One interesting thing about the table based code pages is that the tables include “best fit” mappings.  If you were particularly cautious about security you could edit these files to remove the best fit behavior and provide only unique mappings.

It is also worth noting that the tables only support UTF-16 code points, so its impossible for a table based code page to map to Supplementary Unicode Code Points.

The ACP and OEMCP registry entries define the “system locale” and are kind of scary to change since they tell us which code page the system is using.  (Go into intl.cpl and change the values for Language for non-Unicode programs to see these change).  You obviously could set these to non-standard values, but that impacts kernel mappings as well and could have undesirable behavior, which is why we don’t allow custom mappings of the system locale code pages using Custom Cultures.  You could probably hack a custom culture .nlp file, but that’d be scary.  Note that the ACP/OEMCP have to map to table based code pages.

In addition to the table based mappings MSDN https://msdn.microsoft.com/library/default.asp?url=/library/en-us/intl/unicode_NlsDllCodePageTranslation.asp  points us to the NlsDllCodePageTranslation function used by the dll-based encodings.  We ship 3 of these: c_is2022.dll for the ISO-2022-xx encodings, c_g18030.dll for the gb18030 encoding, and c_iscii.dll for the ISCII encodings.  It is probably more interesting to make a dll based encoding since then the mystery of the code page tables doesn’t have to be solved and you can expand it to include supplementary characters.

For the dll based encodings you just have to implement and export the single NlsDllCodePageTranslation function, which, as MSDN says, needs to provide NLS_CP_CPINFO, NLS_CP_MBTOWC, and NLS_CP_WCTOMB behavior.  Those either provide code page information, or return multi byte to wide char or wide char to multi byte conversions.  Remember again that we might change this in future windows versions.  We added for example the ability to pass MB_ERR_INVALID_CHARS and WC_ERR_INVALID_CHARS in Vista.

One of the most interesting dll based uses would be to convert non-standard data to Unicode.  In that case you’d only need to implement the NLS_CP_MBTOWC flag.

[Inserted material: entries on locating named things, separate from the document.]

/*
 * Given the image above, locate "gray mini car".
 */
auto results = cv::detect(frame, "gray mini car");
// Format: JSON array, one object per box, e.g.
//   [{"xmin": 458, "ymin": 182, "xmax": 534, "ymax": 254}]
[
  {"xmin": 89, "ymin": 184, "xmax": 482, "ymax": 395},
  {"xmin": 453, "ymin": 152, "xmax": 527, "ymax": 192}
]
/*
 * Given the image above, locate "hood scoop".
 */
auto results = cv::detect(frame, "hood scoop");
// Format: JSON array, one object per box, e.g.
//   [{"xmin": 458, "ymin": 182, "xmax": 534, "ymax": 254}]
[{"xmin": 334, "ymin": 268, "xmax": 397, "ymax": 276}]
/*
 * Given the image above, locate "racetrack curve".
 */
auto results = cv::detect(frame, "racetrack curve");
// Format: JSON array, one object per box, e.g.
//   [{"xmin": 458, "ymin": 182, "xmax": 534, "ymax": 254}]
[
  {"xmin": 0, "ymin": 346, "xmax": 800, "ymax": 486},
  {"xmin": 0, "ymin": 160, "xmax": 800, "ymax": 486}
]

Michael’s also briefly mentioned the “custom code page” idea at https://blogs.msdn.com/michkap/archive/2006/07/05/656283.aspx 

If you do add a code page, then most applications probably won’t be able to use it.  If you work around that by spoofing an existing code page you’re entering dangerous territory with odd potential for incompatibilities.  In some places users have had difficulty merely because their community changed the idea of what the “best” system code page to use was, so using completely hacked code pages would be understandably more confusing.

Please remember that mucking with code pages can mangle your data and kill your system, so if you really feel inclined to play with these things please use care and remember that it is completely unsupported and whatever you do will probably break in the next windows version. If you must do this, I’d strongly recommend using your custom code page only long enough to convert your data to Unicode.